Deux textes se font écho et sont présentés en diptyque : un extrait du Livre de l’oubli (P.O.L) de Bernard Noël et un texte inédit, L’effacement de Valentine Oncins. Les réalisations originales de Jacquie Barral accompagnent cette double poétique.
Elles sont constituées d’un diptyque en peinture noire acrylique, posée en rehauts sur un tirage photographique, à partir d’un détail de dessin, puis d’une mise en effacement sur un support transparent marouflé. Elles jouent sur différentes nuances de papiers blancs, de leur brillance et matité.
Existe là une triple machine à voir. Avec ce que cela cherche dans l’espace du regard. Comment se dégage-t-il ou tente-t-il de le faire de l’espace mental qui le traduit et trahit ?
La question du visible et/ou de la visibilité ramène donc à cette machine par où la plupart de nos perceptions passent ou ne passent que mal tant elles sont filtrées.
C’est donc à travers le regard que, paradoxalement, le regard échappe en se transformant en textes et images. Il se disjoint en la nimbe d’une attente lesté de désir.

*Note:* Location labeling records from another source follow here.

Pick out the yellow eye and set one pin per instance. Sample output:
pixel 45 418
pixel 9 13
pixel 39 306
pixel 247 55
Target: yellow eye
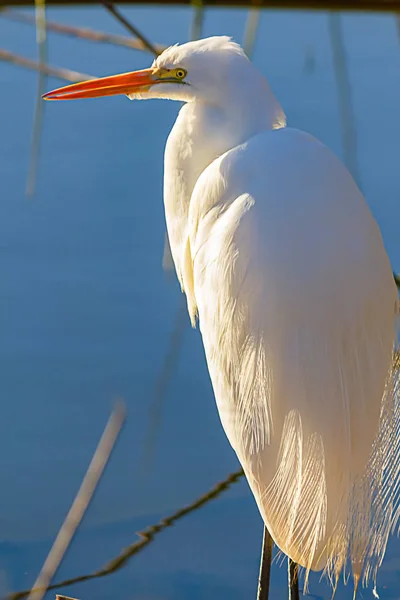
pixel 180 73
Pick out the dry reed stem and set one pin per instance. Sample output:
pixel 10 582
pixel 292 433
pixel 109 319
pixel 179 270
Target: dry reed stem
pixel 80 504
pixel 83 33
pixel 147 536
pixel 60 73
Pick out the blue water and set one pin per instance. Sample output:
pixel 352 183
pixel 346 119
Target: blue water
pixel 86 311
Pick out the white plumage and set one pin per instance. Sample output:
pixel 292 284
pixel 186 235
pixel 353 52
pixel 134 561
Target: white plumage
pixel 282 261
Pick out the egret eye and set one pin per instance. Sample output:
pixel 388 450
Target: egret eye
pixel 180 73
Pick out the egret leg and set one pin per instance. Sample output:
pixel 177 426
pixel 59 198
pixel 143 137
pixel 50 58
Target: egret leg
pixel 265 566
pixel 293 580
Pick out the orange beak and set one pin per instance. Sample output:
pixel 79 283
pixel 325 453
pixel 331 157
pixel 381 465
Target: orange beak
pixel 126 83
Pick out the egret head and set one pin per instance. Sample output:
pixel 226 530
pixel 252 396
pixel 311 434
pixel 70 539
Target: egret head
pixel 211 70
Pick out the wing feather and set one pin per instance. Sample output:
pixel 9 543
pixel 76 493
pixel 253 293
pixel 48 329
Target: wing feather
pixel 296 306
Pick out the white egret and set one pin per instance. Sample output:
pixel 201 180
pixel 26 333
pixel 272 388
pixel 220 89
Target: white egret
pixel 284 266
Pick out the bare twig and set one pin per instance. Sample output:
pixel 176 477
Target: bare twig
pixel 60 73
pixel 346 113
pixel 81 32
pixel 80 504
pixel 115 12
pixel 147 536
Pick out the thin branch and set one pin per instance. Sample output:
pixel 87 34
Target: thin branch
pixel 147 536
pixel 196 27
pixel 80 504
pixel 115 12
pixel 81 32
pixel 60 73
pixel 346 112
pixel 251 28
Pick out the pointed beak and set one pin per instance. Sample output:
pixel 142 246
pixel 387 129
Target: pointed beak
pixel 126 83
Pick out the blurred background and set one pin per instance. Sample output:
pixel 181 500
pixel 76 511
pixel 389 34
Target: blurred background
pixel 88 313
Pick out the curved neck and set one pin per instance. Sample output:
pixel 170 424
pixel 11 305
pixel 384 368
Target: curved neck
pixel 201 133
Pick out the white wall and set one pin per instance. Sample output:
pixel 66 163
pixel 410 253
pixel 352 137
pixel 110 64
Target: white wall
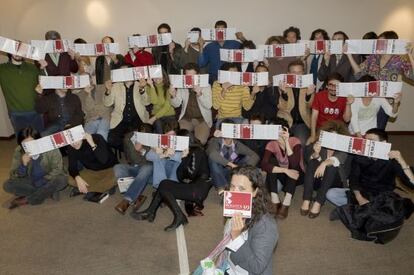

En quelque sorte, il devient l’anti-chambre de notre manuel mental d’interprétation. Les trois approches extraient le réel en le poussant vers des postulations flottantes en des suites de bémols poétiques ou visuels.
Si bien que l’image est souvent ce que Noël nous rappelle : une consommation du nostalgique, car nous n’avançons qu’à reculons et, rappelle l’auteur, un tel volte-face induit à une sorte d’adossement à la mort.
Certes, l’image et son approche ne doivent pas nous enfermer. Mais, pour qu’elle ouvre, il faut faire l’effort de nous dégager de notre “esprit de programmation” et oser la surprise.
Dès lors, chaque fois les trois tentatives rencontrent le réel. Il peut devenir une nouvelle histoire mais ce qui compte c’est de trouver une nouvelle passerelle, un nouveau passage, un nouveau coup de foudre.
Les créateurs en présentent des serrures sans forcément nous en donner les clefs mais ils réaniment le fonctionnement du processus.
Les pensées spéculatives se révèlent par le biais de la ponctuation de l’artiste vers un ordre caché du monde que les mots n’épuisent pas.
Dès lors, Jacquie Barral franchit les limites du logos en des pans et fragments qui tiennent ensemble et deviennent l’organisme “vivant” de l’espace du dedans — celui de l’âme et/ou de l’inconscient.
jejan-paul gavard-perret
Bernard Noël, Valentine Oncins & Jacquie Barral, À phrases perdues, Coll. 2+3=5, 2020 — 380,00 €.